NEW YORK, Jan. 6, 2014 (GLOBE NEWSWIRE) -- Icahn Enterprises L.P. (NYSE:IEP) announced today that it, together with Icahn Enterprises Finance Corp. (together, the "Issuers"), intends to commence an offering of its 6.000% Senior Notes due 2020 (the "2020 Notes"), new Senior Notes due 2017 (the "2017 Notes") and new Senior Notes due 2019 (the "2019 Notes" and together with the 2017 Notes and the 2020 Notes, the "Notes") for issuance in a private placement not registered under the Securities Act of 1933, as amended. The 2020 Notes will be issued under the indenture dated as of August 1, 2013 by and among the Issuers, Icahn Enterprises Holdings L.P., as guarantor, and Wilmington Trust, National Association, as trustee. The 2017 Notes and the 2019 Notes will be issued under an indenture to be dated the issue date of the Notes. The proceeds from the offering will be used to refinance the Issuers' outstanding 7.750% Senior Notes due 2016 (CUSIP Nos. 451102 AC1, U44927 AA6 and 451102 AD9) (the "2016 Notes") and outstanding 8.000% Senior Notes due 2018 (CUSIP Nos. 451102 AM9 and 451102 AH0) (the "2018 Notes"). There can be no assurance that the issuance and sale of any debt securities or the refinancing of the 2016 Notes and the 2018 Notes will be consummated.

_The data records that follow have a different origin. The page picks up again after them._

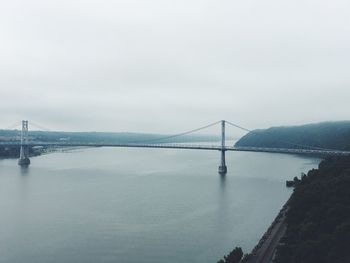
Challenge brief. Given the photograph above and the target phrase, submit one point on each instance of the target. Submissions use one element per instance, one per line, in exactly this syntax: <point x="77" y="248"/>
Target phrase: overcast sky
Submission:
<point x="168" y="66"/>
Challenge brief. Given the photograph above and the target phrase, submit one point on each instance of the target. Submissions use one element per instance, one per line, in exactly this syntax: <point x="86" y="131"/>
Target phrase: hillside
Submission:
<point x="330" y="135"/>
<point x="318" y="219"/>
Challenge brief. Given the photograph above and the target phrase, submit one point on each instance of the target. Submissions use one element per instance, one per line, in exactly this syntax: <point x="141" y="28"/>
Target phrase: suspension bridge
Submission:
<point x="163" y="143"/>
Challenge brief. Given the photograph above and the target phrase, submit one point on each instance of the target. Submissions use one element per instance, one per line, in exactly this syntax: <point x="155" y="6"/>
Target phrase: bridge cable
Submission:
<point x="177" y="135"/>
<point x="12" y="126"/>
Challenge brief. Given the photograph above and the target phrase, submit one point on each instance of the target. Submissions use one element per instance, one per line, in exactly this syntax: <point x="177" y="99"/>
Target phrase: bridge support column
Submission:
<point x="223" y="167"/>
<point x="24" y="151"/>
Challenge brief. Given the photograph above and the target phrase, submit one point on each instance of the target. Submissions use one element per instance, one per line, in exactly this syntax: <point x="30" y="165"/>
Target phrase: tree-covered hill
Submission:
<point x="330" y="135"/>
<point x="318" y="219"/>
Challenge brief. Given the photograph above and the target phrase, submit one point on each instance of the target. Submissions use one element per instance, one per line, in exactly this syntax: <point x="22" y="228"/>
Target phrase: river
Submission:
<point x="140" y="205"/>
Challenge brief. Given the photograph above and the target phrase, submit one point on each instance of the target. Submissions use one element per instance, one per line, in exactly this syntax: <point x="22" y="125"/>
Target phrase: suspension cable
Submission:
<point x="177" y="135"/>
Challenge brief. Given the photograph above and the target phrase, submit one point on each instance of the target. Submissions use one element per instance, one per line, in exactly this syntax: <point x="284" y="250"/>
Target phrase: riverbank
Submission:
<point x="265" y="250"/>
<point x="314" y="224"/>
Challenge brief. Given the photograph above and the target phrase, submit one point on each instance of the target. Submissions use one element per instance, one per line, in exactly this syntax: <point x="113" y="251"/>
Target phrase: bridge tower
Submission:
<point x="223" y="167"/>
<point x="24" y="152"/>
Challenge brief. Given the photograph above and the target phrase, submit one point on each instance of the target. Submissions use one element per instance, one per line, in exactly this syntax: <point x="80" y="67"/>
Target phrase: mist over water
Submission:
<point x="140" y="205"/>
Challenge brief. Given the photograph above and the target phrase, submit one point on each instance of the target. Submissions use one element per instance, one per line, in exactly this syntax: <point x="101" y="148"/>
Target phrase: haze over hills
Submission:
<point x="329" y="135"/>
<point x="102" y="137"/>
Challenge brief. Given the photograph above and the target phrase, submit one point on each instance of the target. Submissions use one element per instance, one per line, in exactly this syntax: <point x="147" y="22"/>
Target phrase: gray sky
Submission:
<point x="168" y="66"/>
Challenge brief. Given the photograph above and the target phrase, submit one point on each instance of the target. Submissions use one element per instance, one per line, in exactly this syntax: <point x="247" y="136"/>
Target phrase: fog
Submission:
<point x="168" y="66"/>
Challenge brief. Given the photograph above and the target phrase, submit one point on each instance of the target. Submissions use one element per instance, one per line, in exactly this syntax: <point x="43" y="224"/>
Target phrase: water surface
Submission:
<point x="139" y="205"/>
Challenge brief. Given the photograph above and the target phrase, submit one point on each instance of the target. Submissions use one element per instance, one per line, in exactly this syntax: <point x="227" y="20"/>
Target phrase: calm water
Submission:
<point x="139" y="205"/>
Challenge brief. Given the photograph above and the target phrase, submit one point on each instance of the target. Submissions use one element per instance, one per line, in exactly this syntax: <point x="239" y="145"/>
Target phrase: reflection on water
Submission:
<point x="139" y="205"/>
<point x="24" y="169"/>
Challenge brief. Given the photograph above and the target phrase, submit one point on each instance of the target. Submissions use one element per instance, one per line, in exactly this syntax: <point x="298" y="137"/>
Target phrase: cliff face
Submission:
<point x="331" y="135"/>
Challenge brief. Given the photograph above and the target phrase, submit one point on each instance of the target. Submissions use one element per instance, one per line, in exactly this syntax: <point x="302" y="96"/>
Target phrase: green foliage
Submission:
<point x="332" y="135"/>
<point x="234" y="257"/>
<point x="318" y="219"/>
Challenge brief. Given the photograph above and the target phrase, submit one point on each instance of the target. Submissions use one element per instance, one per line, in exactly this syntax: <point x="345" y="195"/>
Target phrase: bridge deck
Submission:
<point x="187" y="146"/>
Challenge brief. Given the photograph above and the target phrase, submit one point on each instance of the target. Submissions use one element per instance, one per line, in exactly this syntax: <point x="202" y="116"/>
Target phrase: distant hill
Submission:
<point x="330" y="135"/>
<point x="102" y="137"/>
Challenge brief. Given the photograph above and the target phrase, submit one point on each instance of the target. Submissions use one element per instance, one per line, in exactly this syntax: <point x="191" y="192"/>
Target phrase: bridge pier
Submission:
<point x="223" y="167"/>
<point x="24" y="151"/>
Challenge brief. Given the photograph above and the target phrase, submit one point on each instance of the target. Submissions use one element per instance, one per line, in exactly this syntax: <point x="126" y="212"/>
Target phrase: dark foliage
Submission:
<point x="234" y="256"/>
<point x="332" y="135"/>
<point x="318" y="219"/>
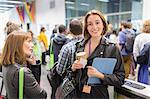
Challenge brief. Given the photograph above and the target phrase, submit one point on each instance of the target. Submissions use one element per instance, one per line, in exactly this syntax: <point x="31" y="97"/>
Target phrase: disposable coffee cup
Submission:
<point x="81" y="56"/>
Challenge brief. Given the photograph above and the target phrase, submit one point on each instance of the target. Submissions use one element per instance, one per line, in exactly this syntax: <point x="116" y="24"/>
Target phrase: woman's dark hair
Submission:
<point x="94" y="12"/>
<point x="13" y="49"/>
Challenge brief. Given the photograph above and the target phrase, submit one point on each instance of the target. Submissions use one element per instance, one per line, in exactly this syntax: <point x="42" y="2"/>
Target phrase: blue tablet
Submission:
<point x="104" y="65"/>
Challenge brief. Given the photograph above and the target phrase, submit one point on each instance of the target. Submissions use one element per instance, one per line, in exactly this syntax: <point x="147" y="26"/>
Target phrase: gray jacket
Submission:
<point x="32" y="90"/>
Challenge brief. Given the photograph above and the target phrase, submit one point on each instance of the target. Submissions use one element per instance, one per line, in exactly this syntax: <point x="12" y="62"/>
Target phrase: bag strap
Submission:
<point x="21" y="82"/>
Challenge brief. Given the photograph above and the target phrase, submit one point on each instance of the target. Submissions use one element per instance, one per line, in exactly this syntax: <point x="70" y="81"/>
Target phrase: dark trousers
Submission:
<point x="43" y="57"/>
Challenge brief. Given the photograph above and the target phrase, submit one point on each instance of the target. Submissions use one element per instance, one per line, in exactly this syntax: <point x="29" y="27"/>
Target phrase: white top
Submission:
<point x="139" y="42"/>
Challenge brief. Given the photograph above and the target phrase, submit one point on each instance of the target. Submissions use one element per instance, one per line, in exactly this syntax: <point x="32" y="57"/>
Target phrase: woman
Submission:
<point x="140" y="40"/>
<point x="44" y="44"/>
<point x="17" y="51"/>
<point x="36" y="68"/>
<point x="95" y="45"/>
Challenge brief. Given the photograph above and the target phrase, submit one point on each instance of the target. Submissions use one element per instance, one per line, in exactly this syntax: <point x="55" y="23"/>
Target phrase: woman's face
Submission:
<point x="94" y="25"/>
<point x="28" y="47"/>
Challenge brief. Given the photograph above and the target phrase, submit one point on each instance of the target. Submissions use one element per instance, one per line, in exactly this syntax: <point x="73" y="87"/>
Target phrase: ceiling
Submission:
<point x="6" y="5"/>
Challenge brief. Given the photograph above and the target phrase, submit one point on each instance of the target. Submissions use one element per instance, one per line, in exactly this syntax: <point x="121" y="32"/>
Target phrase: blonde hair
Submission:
<point x="10" y="27"/>
<point x="13" y="49"/>
<point x="146" y="26"/>
<point x="94" y="12"/>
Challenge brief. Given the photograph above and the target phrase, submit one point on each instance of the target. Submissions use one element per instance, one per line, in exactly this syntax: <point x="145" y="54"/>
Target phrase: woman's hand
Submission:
<point x="31" y="60"/>
<point x="76" y="65"/>
<point x="93" y="72"/>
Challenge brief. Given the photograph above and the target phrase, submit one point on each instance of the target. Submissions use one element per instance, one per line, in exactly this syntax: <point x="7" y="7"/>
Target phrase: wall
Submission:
<point x="146" y="7"/>
<point x="50" y="16"/>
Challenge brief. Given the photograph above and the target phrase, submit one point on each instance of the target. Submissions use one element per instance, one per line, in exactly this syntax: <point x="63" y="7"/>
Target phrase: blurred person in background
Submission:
<point x="65" y="58"/>
<point x="140" y="40"/>
<point x="9" y="28"/>
<point x="36" y="68"/>
<point x="59" y="40"/>
<point x="44" y="44"/>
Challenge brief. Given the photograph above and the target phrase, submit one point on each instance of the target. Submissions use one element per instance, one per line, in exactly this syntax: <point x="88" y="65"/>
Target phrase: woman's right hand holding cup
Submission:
<point x="77" y="65"/>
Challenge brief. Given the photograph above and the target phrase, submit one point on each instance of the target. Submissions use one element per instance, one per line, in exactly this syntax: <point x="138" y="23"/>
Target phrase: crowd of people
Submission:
<point x="93" y="36"/>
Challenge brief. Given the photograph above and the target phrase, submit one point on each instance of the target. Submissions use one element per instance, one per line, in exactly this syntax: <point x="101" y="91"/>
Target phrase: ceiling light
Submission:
<point x="84" y="4"/>
<point x="104" y="0"/>
<point x="71" y="7"/>
<point x="4" y="8"/>
<point x="15" y="2"/>
<point x="5" y="5"/>
<point x="69" y="2"/>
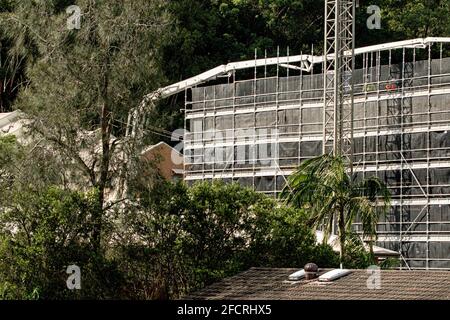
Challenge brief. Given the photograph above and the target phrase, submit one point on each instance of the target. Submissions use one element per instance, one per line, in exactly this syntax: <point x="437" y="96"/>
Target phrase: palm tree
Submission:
<point x="324" y="187"/>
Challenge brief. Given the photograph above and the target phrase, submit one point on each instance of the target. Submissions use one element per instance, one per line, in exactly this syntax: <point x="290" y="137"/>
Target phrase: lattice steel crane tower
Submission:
<point x="339" y="47"/>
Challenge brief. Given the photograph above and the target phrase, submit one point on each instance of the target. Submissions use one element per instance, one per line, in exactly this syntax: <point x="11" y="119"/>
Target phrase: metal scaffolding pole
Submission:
<point x="338" y="78"/>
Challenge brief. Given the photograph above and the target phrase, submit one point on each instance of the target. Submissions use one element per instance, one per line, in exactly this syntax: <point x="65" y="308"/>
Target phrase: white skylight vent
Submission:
<point x="296" y="276"/>
<point x="334" y="274"/>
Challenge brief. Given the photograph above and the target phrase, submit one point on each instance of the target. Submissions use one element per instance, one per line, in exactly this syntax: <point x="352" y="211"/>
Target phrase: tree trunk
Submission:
<point x="106" y="119"/>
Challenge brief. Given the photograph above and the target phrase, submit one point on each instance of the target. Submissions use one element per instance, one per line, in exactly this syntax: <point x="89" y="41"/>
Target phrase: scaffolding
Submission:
<point x="257" y="131"/>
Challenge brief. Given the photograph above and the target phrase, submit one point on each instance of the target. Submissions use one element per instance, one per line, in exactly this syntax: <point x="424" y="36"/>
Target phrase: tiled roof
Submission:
<point x="273" y="284"/>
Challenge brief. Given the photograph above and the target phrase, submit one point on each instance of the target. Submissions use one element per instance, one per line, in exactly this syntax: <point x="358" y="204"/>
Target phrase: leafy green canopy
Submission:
<point x="323" y="187"/>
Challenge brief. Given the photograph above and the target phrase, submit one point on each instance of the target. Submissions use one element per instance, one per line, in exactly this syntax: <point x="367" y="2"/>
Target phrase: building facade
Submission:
<point x="257" y="131"/>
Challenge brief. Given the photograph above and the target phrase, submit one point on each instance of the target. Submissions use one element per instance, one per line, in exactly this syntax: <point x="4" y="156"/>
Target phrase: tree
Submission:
<point x="84" y="82"/>
<point x="323" y="187"/>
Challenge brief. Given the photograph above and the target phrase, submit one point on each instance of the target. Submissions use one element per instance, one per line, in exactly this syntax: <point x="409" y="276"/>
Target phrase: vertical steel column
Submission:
<point x="338" y="78"/>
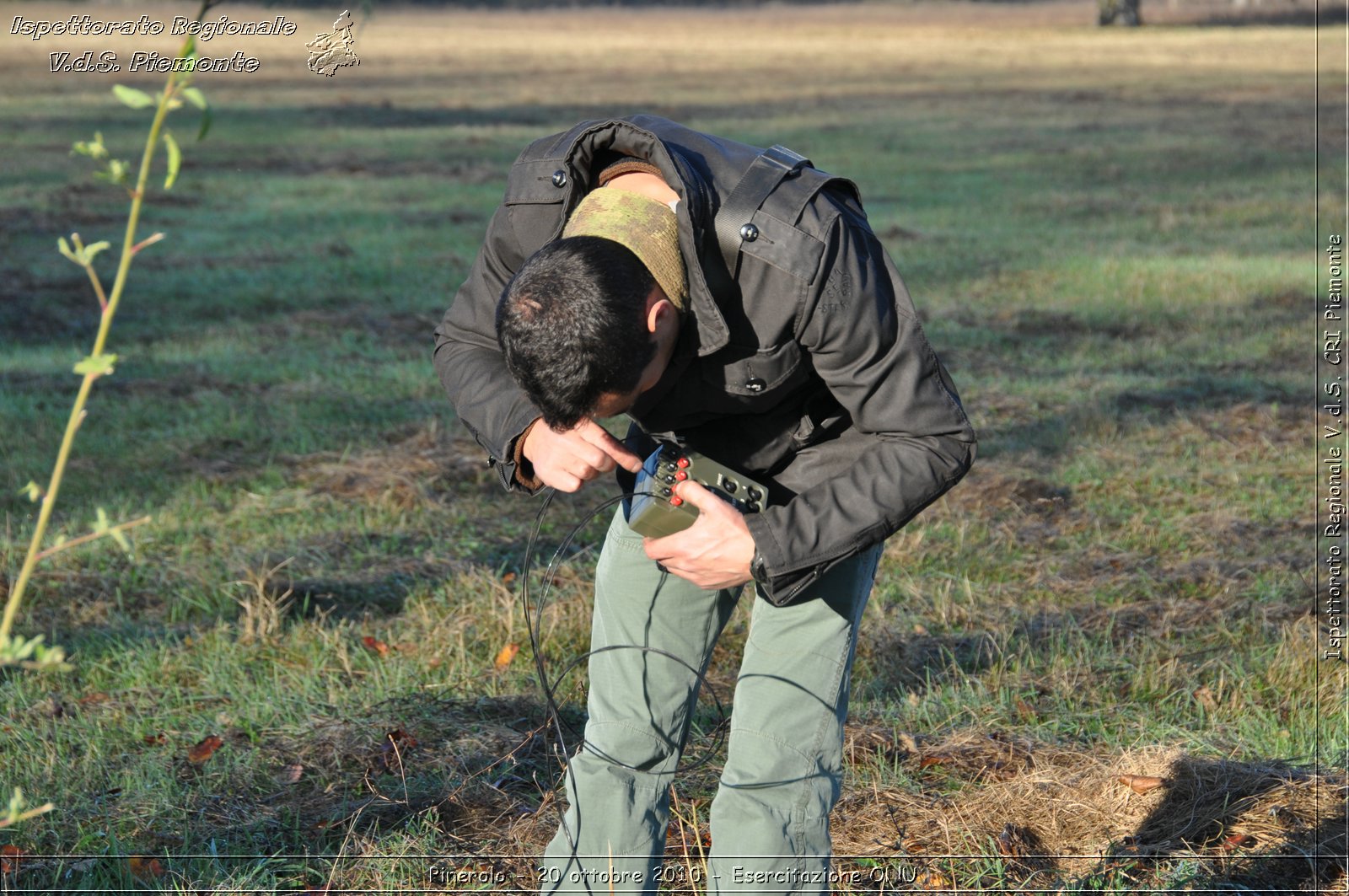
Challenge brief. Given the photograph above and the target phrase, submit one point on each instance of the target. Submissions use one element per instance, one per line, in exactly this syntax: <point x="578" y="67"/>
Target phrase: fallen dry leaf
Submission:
<point x="10" y="856"/>
<point x="1207" y="698"/>
<point x="1009" y="841"/>
<point x="142" y="866"/>
<point x="506" y="655"/>
<point x="204" y="749"/>
<point x="395" y="747"/>
<point x="1142" y="783"/>
<point x="1239" y="841"/>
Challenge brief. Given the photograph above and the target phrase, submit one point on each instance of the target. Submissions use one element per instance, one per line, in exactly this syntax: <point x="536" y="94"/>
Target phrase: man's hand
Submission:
<point x="715" y="552"/>
<point x="566" y="460"/>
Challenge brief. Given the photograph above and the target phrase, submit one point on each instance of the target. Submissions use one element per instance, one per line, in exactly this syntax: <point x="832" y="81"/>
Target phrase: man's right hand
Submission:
<point x="566" y="460"/>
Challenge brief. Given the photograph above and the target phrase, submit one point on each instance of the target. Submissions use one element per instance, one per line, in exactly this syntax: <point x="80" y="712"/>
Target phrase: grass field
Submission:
<point x="1110" y="235"/>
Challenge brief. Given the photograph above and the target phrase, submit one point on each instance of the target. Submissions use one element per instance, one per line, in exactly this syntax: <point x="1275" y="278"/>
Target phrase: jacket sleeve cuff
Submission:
<point x="524" y="469"/>
<point x="777" y="584"/>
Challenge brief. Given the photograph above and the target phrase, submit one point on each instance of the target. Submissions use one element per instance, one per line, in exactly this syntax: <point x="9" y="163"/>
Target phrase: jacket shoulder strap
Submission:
<point x="759" y="181"/>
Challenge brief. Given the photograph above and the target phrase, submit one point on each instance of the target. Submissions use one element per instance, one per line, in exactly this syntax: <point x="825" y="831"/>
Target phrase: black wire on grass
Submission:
<point x="555" y="716"/>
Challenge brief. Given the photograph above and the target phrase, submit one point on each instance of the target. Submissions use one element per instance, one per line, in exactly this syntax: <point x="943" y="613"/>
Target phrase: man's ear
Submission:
<point x="660" y="312"/>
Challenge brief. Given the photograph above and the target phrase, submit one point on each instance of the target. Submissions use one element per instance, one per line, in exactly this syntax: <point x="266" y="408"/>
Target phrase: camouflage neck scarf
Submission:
<point x="645" y="226"/>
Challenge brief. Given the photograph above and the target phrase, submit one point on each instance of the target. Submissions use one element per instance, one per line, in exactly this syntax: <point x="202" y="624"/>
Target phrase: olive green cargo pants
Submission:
<point x="784" y="761"/>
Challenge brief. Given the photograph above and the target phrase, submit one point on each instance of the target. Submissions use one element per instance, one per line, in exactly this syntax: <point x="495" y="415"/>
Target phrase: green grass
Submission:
<point x="1110" y="240"/>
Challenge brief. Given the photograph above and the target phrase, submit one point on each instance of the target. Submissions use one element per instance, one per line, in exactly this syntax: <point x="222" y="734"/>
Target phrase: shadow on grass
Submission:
<point x="1251" y="826"/>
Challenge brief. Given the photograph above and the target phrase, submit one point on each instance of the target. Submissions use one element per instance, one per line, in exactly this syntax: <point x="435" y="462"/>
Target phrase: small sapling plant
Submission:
<point x="30" y="652"/>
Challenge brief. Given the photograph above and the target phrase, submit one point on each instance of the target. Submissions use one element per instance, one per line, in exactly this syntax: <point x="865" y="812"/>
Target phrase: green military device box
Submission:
<point x="656" y="510"/>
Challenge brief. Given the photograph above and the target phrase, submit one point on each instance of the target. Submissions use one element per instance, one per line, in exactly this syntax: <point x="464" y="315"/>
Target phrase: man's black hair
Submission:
<point x="572" y="325"/>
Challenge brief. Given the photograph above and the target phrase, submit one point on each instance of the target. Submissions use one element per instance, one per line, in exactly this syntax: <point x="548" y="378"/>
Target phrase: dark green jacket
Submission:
<point x="806" y="366"/>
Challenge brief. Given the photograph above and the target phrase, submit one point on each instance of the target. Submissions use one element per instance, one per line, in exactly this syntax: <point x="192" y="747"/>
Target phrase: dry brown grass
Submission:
<point x="1069" y="811"/>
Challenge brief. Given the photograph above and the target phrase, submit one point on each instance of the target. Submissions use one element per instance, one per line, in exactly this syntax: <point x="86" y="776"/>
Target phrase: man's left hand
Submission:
<point x="715" y="552"/>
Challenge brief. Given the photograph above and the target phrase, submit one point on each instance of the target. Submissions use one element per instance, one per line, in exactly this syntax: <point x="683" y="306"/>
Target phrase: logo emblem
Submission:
<point x="331" y="51"/>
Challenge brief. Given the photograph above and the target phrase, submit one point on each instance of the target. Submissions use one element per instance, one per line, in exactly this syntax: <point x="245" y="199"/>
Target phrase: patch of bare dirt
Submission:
<point x="411" y="473"/>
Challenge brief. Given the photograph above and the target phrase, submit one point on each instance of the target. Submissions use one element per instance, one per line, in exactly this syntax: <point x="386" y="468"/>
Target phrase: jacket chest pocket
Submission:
<point x="753" y="381"/>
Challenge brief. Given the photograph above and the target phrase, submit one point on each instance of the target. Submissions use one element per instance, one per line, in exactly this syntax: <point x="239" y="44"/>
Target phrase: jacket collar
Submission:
<point x="706" y="332"/>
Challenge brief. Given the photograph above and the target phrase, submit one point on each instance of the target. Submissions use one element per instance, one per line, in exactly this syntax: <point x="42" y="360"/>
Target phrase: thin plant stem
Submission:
<point x="110" y="308"/>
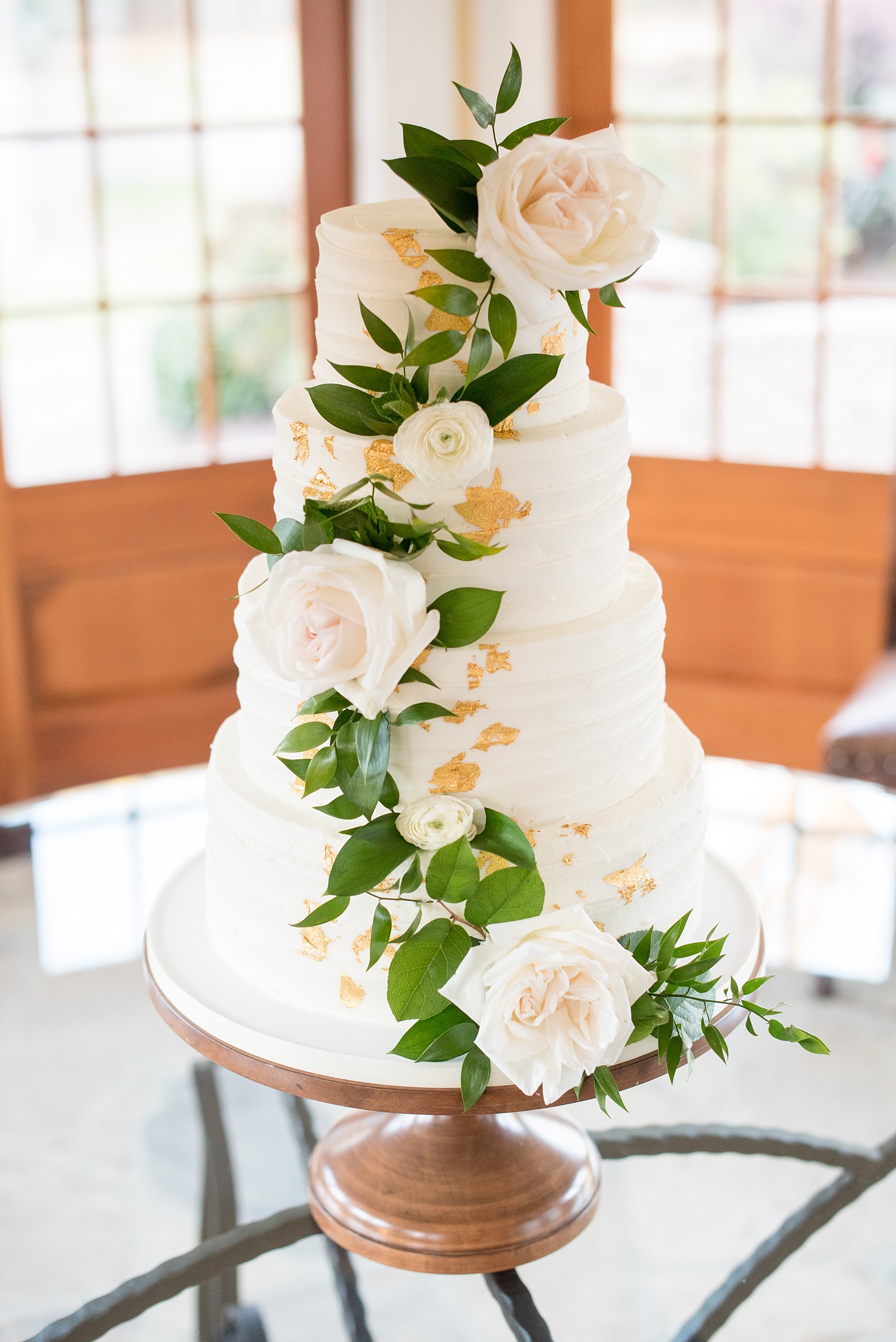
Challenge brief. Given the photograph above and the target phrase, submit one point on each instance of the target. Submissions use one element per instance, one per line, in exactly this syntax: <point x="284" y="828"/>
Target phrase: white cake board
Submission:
<point x="206" y="992"/>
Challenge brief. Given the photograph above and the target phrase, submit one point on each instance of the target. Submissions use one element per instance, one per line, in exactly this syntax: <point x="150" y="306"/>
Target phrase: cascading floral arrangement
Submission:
<point x="550" y="999"/>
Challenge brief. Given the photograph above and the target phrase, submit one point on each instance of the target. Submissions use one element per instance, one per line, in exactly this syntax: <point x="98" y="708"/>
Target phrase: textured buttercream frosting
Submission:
<point x="554" y="717"/>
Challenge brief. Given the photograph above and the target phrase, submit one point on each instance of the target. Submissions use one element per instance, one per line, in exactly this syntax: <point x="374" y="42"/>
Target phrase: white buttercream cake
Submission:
<point x="558" y="714"/>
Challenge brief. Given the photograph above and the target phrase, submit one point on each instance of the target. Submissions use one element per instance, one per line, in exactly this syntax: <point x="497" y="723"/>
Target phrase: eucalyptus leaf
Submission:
<point x="423" y="965"/>
<point x="378" y="332"/>
<point x="505" y="897"/>
<point x="257" y="534"/>
<point x="466" y="615"/>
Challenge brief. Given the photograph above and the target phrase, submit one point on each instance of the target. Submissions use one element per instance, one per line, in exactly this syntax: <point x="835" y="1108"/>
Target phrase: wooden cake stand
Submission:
<point x="414" y="1183"/>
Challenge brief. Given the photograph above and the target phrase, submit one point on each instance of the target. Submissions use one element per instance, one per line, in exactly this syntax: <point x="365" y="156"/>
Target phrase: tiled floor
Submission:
<point x="101" y="1156"/>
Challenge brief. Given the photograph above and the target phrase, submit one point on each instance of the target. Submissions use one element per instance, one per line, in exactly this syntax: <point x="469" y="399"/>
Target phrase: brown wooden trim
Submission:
<point x="407" y="1100"/>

This press release is being issued pursuant to and in accordance with Rule 135c under the Securities Act of 1933, as amended. This press release shall not constitute an offer to sell or a solicitation of an offer to buy any of the debt securities. Any debt securities may not be offered or sold in the United States absent registration or an applicable exemption from registration requirements.
Icahn Enterprises L.P. (NYSE:IEP), a master limited partnership, is a diversified holding company owning subsidiaries engaged in the following operating businesses: Investment, Automotive, Energy, Gaming, Railcar, Food Packaging, Metals, Real Estate and Home Fashion.